Remarkably he was found-alive and the images of him being carried to safety put a collective smile across the country.
In the hours after he was found, I actually managed to come across the step-father’s phone number buried on his Facebook page. I knew that everyone would be frantically chasing William’s family and so when I found the step-dad’s number I left him a voicemail basically outlining, how I found his number, how he might want to put that post on private and how it’s important for him to spend time with this family rather than chatting to the media straight away.
Astonishingly a few hours later he called and said because of the way The Today Show went about it, he would be more than happy to come on the program the following day to thank the media and the emergency services that helped find his step-son.

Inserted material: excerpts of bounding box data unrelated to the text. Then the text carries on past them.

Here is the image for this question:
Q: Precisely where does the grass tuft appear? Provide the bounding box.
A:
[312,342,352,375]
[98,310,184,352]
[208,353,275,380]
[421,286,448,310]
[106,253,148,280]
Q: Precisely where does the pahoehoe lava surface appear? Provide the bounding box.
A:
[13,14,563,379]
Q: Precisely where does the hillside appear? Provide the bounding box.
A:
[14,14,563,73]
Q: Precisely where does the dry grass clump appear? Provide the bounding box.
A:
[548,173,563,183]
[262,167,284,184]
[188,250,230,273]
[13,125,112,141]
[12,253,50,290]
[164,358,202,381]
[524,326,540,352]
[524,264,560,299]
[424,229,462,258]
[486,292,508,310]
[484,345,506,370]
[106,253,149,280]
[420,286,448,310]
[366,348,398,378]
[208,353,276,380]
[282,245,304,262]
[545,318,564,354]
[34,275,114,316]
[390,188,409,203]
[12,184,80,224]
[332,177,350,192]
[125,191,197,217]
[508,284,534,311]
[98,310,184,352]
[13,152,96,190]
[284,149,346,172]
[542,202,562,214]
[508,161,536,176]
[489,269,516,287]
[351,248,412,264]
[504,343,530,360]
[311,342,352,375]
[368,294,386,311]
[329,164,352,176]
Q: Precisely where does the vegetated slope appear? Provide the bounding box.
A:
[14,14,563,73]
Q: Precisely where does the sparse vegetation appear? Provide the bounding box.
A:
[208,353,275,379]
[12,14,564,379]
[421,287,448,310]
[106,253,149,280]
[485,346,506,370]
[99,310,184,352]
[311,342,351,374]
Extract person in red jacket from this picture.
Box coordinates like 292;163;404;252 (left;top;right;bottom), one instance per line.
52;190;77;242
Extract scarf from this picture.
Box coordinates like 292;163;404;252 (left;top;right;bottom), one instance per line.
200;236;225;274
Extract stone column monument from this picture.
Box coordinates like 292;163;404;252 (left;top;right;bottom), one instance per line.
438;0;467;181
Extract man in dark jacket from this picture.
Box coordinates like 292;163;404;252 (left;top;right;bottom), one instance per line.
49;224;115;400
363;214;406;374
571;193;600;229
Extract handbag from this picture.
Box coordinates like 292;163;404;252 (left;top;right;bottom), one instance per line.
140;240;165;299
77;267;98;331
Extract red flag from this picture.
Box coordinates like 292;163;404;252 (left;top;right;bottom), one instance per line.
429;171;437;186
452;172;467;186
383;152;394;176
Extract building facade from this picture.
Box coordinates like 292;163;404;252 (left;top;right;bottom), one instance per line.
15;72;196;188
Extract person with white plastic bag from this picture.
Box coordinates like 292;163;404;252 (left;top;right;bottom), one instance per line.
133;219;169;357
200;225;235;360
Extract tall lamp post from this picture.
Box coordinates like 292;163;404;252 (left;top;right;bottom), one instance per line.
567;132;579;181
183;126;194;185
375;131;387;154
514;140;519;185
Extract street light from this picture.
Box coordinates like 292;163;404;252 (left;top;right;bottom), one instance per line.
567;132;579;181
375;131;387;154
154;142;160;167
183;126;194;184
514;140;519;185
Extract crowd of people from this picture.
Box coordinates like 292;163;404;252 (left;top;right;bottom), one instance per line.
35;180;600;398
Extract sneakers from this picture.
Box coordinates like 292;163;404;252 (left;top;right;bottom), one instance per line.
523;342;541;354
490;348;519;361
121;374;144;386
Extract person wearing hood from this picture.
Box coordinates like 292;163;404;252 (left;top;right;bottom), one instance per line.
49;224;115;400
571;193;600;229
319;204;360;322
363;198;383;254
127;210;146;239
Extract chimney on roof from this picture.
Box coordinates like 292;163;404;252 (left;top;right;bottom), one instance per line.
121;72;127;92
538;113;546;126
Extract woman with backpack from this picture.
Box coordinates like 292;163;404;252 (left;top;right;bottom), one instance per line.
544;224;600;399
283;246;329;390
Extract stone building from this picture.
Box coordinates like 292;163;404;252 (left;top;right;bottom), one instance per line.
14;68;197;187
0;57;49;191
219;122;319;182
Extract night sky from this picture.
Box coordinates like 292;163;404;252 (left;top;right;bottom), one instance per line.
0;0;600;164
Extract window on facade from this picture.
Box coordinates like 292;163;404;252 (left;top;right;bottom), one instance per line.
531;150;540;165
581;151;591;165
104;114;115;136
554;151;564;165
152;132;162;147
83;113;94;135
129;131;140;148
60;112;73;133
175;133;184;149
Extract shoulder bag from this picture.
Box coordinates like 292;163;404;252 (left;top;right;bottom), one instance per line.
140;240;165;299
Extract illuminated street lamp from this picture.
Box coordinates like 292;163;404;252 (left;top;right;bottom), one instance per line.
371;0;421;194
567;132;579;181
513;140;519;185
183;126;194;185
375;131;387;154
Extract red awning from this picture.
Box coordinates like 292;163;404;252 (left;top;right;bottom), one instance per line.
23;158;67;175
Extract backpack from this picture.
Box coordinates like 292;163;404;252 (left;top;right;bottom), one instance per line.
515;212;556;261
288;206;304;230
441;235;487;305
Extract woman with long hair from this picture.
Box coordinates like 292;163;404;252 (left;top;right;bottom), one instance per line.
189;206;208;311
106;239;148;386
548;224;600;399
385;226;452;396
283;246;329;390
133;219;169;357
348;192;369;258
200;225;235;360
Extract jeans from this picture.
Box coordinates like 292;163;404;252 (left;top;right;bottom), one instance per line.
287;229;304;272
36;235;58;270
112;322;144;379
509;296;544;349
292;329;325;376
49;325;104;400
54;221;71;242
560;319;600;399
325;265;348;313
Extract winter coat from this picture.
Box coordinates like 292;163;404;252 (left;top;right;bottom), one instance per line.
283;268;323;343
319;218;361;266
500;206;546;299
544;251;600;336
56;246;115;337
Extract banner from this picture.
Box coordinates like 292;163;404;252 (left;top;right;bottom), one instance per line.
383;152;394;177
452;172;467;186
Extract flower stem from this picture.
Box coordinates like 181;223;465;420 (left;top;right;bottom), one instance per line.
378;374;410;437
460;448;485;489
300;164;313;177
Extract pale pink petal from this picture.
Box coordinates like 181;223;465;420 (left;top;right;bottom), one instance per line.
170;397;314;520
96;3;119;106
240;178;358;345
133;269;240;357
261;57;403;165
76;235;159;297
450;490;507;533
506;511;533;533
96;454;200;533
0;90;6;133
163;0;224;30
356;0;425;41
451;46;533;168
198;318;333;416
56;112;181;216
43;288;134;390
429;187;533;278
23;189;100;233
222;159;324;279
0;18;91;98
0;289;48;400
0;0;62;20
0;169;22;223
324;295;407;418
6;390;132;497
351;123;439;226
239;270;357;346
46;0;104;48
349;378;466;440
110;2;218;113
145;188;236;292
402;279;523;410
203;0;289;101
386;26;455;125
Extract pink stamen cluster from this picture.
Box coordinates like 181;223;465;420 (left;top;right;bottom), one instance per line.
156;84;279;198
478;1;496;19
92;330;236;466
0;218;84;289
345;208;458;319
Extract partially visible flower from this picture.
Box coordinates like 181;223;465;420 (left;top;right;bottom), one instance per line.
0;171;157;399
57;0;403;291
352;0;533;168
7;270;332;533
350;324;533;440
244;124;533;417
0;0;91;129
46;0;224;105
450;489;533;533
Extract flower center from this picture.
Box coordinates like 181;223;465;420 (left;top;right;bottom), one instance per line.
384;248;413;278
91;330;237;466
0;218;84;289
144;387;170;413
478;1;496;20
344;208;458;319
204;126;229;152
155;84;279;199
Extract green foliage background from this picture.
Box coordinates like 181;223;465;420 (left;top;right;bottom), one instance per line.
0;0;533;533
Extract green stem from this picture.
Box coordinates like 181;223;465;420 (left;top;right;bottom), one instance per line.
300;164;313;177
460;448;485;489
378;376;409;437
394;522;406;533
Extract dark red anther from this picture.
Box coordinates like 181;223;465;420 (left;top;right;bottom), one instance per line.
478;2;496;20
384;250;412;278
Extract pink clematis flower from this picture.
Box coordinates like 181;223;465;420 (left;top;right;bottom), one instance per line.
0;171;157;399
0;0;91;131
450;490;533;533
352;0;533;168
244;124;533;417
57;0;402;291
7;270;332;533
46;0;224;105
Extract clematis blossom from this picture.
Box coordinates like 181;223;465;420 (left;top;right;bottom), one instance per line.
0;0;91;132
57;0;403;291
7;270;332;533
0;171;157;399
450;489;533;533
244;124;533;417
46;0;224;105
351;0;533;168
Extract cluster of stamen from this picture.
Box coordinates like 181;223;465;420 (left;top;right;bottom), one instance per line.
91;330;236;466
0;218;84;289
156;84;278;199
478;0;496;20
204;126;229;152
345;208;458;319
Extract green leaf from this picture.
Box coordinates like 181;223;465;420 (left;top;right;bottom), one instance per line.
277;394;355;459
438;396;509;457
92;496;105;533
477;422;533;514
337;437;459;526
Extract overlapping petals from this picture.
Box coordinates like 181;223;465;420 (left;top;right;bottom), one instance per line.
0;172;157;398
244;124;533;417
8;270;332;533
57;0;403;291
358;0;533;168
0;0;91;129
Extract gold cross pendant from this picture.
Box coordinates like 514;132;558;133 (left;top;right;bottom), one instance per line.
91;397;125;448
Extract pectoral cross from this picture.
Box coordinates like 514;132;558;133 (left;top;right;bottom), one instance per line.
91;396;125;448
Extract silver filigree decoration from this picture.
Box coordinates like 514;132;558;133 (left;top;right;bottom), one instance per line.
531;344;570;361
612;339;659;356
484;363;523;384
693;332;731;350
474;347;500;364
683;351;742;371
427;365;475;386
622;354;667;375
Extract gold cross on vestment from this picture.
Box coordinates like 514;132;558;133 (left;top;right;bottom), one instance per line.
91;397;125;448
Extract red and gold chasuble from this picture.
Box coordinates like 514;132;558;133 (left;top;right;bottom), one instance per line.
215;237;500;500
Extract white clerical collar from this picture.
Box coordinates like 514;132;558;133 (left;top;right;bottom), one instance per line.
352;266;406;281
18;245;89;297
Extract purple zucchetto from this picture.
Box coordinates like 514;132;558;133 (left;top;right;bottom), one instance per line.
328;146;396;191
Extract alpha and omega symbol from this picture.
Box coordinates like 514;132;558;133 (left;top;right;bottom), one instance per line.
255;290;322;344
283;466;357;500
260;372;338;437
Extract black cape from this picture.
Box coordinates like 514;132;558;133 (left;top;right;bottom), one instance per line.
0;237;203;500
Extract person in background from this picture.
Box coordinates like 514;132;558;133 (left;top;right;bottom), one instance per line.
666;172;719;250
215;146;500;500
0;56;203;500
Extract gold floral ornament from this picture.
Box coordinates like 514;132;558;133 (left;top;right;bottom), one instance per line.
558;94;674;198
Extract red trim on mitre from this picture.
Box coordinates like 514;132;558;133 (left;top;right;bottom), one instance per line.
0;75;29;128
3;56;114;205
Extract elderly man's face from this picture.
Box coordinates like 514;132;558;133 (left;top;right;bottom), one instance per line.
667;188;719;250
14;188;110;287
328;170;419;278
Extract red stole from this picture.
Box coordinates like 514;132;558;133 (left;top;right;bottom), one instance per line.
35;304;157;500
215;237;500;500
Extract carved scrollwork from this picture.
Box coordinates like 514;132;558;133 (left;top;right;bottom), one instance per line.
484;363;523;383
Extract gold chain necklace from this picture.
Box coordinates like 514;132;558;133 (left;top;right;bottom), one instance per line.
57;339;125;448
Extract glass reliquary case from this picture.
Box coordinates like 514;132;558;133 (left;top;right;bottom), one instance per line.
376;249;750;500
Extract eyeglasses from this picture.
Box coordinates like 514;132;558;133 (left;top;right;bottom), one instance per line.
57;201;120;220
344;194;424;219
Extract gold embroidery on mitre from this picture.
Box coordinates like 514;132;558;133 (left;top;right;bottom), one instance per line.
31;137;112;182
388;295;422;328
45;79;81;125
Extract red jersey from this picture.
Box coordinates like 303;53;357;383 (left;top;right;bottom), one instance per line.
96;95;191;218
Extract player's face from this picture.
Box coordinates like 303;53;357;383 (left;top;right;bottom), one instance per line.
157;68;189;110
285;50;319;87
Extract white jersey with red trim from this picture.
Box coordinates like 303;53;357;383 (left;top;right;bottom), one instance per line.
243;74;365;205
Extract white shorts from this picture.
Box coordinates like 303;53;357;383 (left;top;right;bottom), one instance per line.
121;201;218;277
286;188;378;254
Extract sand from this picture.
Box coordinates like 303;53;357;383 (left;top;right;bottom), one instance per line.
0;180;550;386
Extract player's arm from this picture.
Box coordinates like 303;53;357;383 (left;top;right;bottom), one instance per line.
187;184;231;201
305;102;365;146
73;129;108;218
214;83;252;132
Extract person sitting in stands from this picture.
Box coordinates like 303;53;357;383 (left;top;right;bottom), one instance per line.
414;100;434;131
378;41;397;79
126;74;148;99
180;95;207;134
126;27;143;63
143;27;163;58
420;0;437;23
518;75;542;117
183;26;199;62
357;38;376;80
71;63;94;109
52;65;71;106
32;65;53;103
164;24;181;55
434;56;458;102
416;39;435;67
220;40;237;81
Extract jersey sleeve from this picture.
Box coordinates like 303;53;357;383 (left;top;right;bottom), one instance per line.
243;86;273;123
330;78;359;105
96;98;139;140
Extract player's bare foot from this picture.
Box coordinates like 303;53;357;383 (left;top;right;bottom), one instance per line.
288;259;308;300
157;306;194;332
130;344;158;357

What I took away from chasing a story like that is to always try and put the feelings of the people first and be as genuine as possible. You don’t need to endlessly antagonise people for the sake of a story and I will always ask myself - what will they get out of doing an interview with us?
Finally, what are your pitching preferences? How do you prefer people to contact you?
My preference for pitches is always via email to start with. I do get a fair amount of emails each day so I’m always happy to receive a follow up if I haven’t gotten back to you within 48 hours. I am also more than happy to take a call if the pitch is time sensitive or there are some sensitive details that are hard to convey over email.